Friday, December 18, 2009

Accountability and Canadian 3rd Party ABCP

Original posted on the Globe & Mail's StreetWise by Andrew Willis:

If I were a bank CEO – perish the thought – I would be doing a bit of weekend reading.

I would ask, politely, for a copy of the settlement agreement that regulators have struck with a number of the institutions involved in the ABCP fiasco.

If I’m the boss at National Bank, CIBC or Bank of Nova Scotia, I want to understand just why my institution is going to have its name dragged through the mud on Monday.

The heads of Royal Bank of Canada, Toronto-Dominion Bank and Bank of Montreal would want to know just how they dodged this bullet.

The rest of the world won’t see these settlements until Monday, when they are approved, but it’s pretty clear what the CEOs would be reading.

First, they will see their banks and regulators agreeing that well-paid financial professionals – that would be Canadian money market traders – sold their customers products that the traders didn’t understand. That should ratchet up the blood pressure of three CEOs.

Then the bank bosses may read something really disturbing. The settlements are expected to state that the banks learned of potential problems in the ABCP market in late July and early August of 2007, when Coventree Capital began to tell fixed income desks just what was in the products it was selling. Armed with this knowledge, the banks are expected to agree with regulators that they dumped their own holdings of this supposedly low-risk commercial paper onto unsuspecting customers.

The banks ripped the faces off their clients, to quote the immortal words of derivative trader Frank Partnoy in a book called FIASCO. (I’ve got a copy, given to me by friends at Canso Fund Management, and it’s a great read.) And if I’m a bank CEO, news that my best and brightest abused a trust relationship with clients would totally wreck my Sunday morning.

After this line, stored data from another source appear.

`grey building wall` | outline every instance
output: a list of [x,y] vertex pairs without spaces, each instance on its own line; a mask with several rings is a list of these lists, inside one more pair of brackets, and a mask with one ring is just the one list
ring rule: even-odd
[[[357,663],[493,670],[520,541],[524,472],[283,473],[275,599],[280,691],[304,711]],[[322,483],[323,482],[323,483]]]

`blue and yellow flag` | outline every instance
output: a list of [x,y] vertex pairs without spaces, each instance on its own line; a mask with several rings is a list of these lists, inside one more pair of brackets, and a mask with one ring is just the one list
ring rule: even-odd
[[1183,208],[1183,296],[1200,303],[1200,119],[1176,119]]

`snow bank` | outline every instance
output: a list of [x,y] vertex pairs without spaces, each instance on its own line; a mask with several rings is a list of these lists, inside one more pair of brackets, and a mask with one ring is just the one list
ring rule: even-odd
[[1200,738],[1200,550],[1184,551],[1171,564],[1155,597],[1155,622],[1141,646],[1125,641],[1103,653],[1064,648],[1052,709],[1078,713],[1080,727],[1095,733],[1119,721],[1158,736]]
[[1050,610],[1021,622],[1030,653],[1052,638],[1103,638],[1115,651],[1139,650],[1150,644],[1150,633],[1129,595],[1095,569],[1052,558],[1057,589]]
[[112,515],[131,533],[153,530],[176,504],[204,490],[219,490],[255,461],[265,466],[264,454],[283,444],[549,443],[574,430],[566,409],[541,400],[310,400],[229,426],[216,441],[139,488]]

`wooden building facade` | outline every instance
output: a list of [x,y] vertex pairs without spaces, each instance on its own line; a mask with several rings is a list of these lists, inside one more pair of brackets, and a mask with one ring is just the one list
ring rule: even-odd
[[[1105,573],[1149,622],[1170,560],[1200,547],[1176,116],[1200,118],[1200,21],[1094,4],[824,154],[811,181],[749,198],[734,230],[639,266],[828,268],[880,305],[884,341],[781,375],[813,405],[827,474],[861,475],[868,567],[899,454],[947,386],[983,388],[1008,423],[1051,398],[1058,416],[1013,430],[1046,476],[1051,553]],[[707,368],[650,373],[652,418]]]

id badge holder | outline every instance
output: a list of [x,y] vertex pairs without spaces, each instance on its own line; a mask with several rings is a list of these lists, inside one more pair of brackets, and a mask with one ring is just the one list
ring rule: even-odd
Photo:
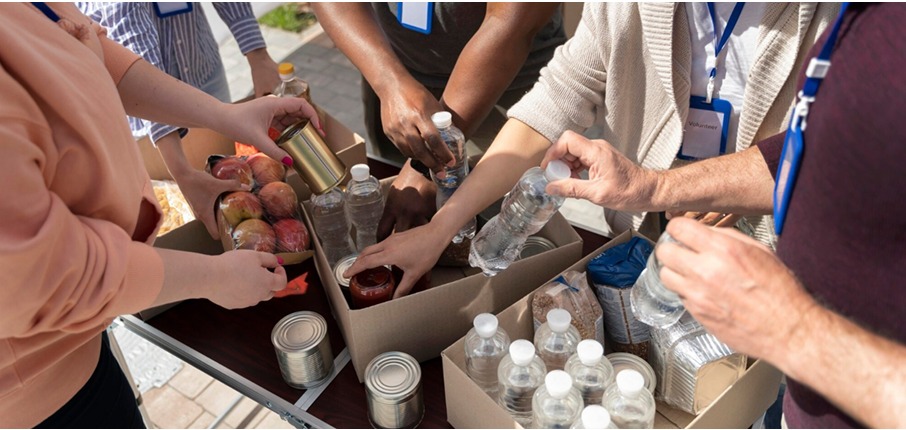
[[799,175],[799,165],[802,164],[803,147],[802,129],[791,124],[784,138],[780,165],[777,166],[777,182],[774,183],[774,230],[778,235],[783,232],[790,197]]
[[192,3],[187,2],[154,2],[154,13],[158,18],[189,13],[192,11]]
[[718,98],[706,103],[704,97],[692,96],[689,116],[683,127],[683,143],[677,158],[704,160],[727,153],[727,136],[733,105]]
[[421,34],[431,34],[434,2],[399,2],[396,5],[396,19],[403,28]]

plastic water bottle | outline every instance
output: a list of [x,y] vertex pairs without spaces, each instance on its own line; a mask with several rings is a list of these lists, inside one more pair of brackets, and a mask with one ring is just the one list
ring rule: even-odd
[[573,386],[582,394],[586,405],[600,405],[604,392],[614,381],[613,366],[604,357],[604,347],[594,339],[579,342],[576,353],[567,360],[565,370],[573,378]]
[[532,397],[532,427],[568,429],[579,419],[582,406],[582,395],[573,387],[572,378],[562,370],[553,370]]
[[547,322],[535,332],[535,349],[547,370],[563,370],[566,361],[576,353],[582,336],[572,325],[573,317],[563,309],[551,309]]
[[355,226],[355,244],[359,251],[377,241],[378,223],[384,214],[384,196],[381,183],[371,176],[367,164],[356,164],[350,169],[352,180],[346,186],[349,220]]
[[296,77],[295,67],[291,63],[280,63],[277,67],[280,74],[280,85],[274,89],[277,97],[302,97],[311,103],[311,91],[308,82]]
[[349,219],[346,216],[346,196],[334,188],[311,198],[312,222],[315,233],[321,239],[330,267],[341,258],[355,254],[355,247],[349,237]]
[[528,428],[532,423],[532,396],[544,383],[547,369],[535,355],[531,342],[520,339],[510,344],[510,353],[497,370],[497,403],[516,422]]
[[663,264],[658,261],[655,253],[661,244],[667,242],[679,243],[666,231],[661,234],[654,247],[655,252],[648,257],[648,263],[630,293],[632,314],[639,321],[657,328],[677,322],[686,310],[679,295],[668,290],[661,282]]
[[645,388],[642,374],[635,370],[627,369],[617,374],[617,383],[604,394],[604,407],[618,428],[654,427],[654,396]]
[[466,334],[466,373],[488,393],[497,398],[497,370],[510,347],[510,337],[497,324],[497,317],[478,314],[474,327]]
[[[435,176],[434,171],[431,172],[431,179],[437,184],[437,209],[440,209],[466,180],[466,176],[469,174],[469,162],[466,159],[466,137],[453,125],[453,115],[450,112],[437,112],[431,115],[431,122],[437,127],[440,138],[443,139],[447,148],[450,148],[454,159],[453,167],[444,167],[443,179]],[[475,236],[476,229],[475,218],[472,218],[459,229],[459,232],[453,237],[453,243],[471,239]]]
[[532,167],[500,205],[500,214],[491,218],[472,240],[469,264],[486,276],[509,267],[525,240],[541,230],[563,205],[564,198],[547,194],[547,184],[570,176],[569,166],[554,160],[547,168]]
[[573,424],[574,429],[615,429],[610,420],[610,412],[601,405],[589,405],[582,409],[579,419]]

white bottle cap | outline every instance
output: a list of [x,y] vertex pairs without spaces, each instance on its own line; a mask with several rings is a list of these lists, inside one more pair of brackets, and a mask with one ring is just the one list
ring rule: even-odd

Because we know what happened in the second week of August, in 2007. The ABCP merry-go-round stopped turning. Those still on the ride had their holdings frozen for the better part of two years, and anyone with more than $1-million of the paper suffered horrendous losses.

After finishing a run through the ABCP file, a bank CEO might want to write a short list of questions to ask the fixed income team on Monday morning, when all the details of this settlement become public. That list might include the following inquiries:

- Which of our clients ended up stuck with ABCP sold by this institution in the summer of 2007, and what exactly have we done to support that customer?

- Who exactly sold third party ABCP to customers in the summer of 2007? What have we paid that person since that time, and what training, if any, have they received?

- When ABCP creator Coventree Capital advised the bond desk of its woes in July of 2007, how was that information shared within the bank? How do we now deal with such disclosure?

If I was a bank CEO, or a bank director, there are a couple of things about this regulatory penalty that I would really want to understand.

I would want to know why several banks – most notably Toronto-Dominion Bank – steered clear of this whole sector, while others were in it up to their eyeballs. I would want to know what’s been learned from the ABCP meltdown, and how those lessons have been embedded in the culture of the organization.

Finally, I would want to know the exactly status of every investment bank employee involved in 2007 decisions that put clients in harms way.

And if satisfying answers to these questions were not forthcoming, I would make Monday morning very uncomfortable for the individuals involved.